マイケル・サンデル教授のこと

マイケル・サンデル

 アメリカの建国よりも古い1636年に創立のハーバード大学において、履修学生数が最高記録を更新した授業がある。政治哲学者であるマイケル・サンデル教授による「Justice(正義)」に関する熱血授業である。大学の劇場でもある大教室には、毎回1,000人を超える学生がぎっしり埋まる。あまりの人気ぶりにハーバード大学では、授業非公開という原則を覆して授業の公開に踏み切った。ハーバード大学の授業が一般の目に触れるのは、史上初めてのことである。

 先日、東大・安田講堂において日本で始めての特別講義があり、熱狂のうちに終了した。その後、NHKで特集として大きく取り上げられ、波紋を呼んでいる。なぜ、サンデル教授の講義がすごいのか、彼の魅力について考えてみた。

 サンデル教授は、私たちが日々の生活の中で直面する題材に対して、「君ならどうするか?何が正しい行いなのか?その理由は?」と、学生に投げかけ、活発な議論を引き出し、その判断の倫理的正当性を問うていく。彼の講義は一般の講義とは違う。教員と学生との闊達な対話で授業を進めていく、所謂、ソクラテス方式を採用していることである。

 彼の講義の魅力について、大学教授、学者、学生、一般人などがいろいろな立場から意見を述べている。それら意見の最大公約数は、上からの押し付け講義ではなく、「君ならどう考える?」といった対話方式だという。勿論、サンデル教授による講義の特徴は対話方式(ソクラテス方式)であり、そこが普通の講義と根本的に違うところである。しかし、誰もが、いつ、どこででも対話方式によって成功するとは限らない。対話方式という形態を真似することは容易であるが、成功さすことは容易ではない。対話方式によって、むしろ講義が混乱し、収拾しないことが予想されるからである。

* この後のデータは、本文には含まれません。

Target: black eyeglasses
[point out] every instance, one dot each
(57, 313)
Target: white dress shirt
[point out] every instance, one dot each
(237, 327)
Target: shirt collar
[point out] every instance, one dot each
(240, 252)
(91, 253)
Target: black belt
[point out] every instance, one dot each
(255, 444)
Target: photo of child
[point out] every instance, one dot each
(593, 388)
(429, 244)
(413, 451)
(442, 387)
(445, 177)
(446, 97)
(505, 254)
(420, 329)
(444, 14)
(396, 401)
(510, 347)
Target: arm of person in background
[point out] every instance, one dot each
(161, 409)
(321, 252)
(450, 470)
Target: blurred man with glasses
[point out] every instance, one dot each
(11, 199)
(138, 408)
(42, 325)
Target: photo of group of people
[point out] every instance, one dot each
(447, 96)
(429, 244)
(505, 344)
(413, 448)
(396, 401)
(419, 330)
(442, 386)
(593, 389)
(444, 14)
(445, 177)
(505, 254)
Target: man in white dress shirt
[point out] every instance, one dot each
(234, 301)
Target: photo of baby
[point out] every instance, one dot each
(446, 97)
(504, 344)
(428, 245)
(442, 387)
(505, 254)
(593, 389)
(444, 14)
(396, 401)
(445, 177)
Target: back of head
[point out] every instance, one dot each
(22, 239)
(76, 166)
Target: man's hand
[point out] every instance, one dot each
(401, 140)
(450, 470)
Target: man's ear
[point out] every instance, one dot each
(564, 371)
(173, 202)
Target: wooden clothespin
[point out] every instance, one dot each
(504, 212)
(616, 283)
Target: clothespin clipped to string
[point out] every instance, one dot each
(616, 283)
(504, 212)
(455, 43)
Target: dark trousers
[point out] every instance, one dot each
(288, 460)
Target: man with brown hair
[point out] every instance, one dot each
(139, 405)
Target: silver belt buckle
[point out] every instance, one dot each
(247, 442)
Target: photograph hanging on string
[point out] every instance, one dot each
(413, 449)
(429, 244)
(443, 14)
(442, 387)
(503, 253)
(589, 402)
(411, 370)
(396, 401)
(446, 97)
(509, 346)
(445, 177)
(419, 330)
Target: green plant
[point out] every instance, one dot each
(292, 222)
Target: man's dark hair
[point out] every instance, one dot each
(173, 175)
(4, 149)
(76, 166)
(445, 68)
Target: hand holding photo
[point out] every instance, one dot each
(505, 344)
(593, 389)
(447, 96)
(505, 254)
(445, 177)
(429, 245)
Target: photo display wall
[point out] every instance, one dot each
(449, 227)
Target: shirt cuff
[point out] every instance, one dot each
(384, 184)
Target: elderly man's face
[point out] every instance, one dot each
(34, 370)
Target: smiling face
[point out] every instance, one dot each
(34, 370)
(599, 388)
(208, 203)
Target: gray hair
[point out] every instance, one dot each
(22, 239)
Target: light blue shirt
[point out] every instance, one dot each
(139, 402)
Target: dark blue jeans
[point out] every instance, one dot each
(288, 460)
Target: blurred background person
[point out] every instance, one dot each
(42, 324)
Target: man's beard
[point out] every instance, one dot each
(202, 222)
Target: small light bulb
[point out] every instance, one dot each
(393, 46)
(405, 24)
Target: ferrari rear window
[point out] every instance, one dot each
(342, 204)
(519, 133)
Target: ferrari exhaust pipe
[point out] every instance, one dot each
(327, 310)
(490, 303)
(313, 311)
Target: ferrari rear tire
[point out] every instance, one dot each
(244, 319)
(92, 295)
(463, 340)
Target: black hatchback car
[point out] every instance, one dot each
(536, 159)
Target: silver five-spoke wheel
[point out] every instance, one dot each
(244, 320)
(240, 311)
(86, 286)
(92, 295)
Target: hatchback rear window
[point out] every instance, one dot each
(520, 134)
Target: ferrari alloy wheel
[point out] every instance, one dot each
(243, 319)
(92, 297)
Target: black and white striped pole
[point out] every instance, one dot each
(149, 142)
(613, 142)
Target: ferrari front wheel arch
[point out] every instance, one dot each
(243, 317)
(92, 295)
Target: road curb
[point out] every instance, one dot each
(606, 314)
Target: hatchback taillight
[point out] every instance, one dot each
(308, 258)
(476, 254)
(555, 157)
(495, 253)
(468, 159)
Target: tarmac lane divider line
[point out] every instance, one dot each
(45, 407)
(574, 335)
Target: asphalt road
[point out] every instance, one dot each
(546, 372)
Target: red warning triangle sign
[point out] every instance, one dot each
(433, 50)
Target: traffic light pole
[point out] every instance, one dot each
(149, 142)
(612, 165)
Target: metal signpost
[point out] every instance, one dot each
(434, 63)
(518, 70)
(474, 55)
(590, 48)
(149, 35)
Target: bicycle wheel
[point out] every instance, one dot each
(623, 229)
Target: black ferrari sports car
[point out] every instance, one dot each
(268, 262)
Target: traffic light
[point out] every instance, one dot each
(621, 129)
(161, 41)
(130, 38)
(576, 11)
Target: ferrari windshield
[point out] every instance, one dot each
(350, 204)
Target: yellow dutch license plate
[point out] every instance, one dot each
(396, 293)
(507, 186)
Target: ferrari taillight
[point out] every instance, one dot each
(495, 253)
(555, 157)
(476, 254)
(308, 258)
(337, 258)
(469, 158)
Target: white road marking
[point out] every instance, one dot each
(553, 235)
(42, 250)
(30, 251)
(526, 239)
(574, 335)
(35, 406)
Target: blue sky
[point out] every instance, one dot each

 それでは、サンデル教授の対話方式の講義はなぜ成功するのか。ひとつは政治哲学や倫理哲学をテーマにしているからである。それらの分野においては答えがないといっても過言でないだろう。悩むこと、議論すること、その過程が学問でもあるからだ。対話方式の講義を理系の講義に適用できるかというと、少し疑問である。

 次に、対話方式を成功さすためには優秀な指揮者(コンダクター)が必要である。討論の題材に対して、相反する意見を述べさせる、その意見の問題点を指摘する、相反する意見の根本的違いを追及していく、本題から反れそうになれば軌道修正する、できるだけ具体的な例題で示す、双方の意見の共通点を見出す、無理に意見を集約させない、などである。

 このことは大学の講義に限らず、会社の会議においても、マンションの理事会においても、家族会議においても、井戸端会議においても共通する。大切なことは事の本質を理解した有能な指揮者(コンダクター)がいるかということである。指揮者(コンダクター)は講師であったり、司会であったり、社長であったり、父親であったりもする。そして、何よりも大切なことは指揮者(コンダクター)の人間的な魅力である。日本の大学教授がサンデル教授の講義の魅力を紹介し、ただし自分にはできないと自白する。その根本原因は、指揮者(コンダクター)としての人間的魅力がないからでもある。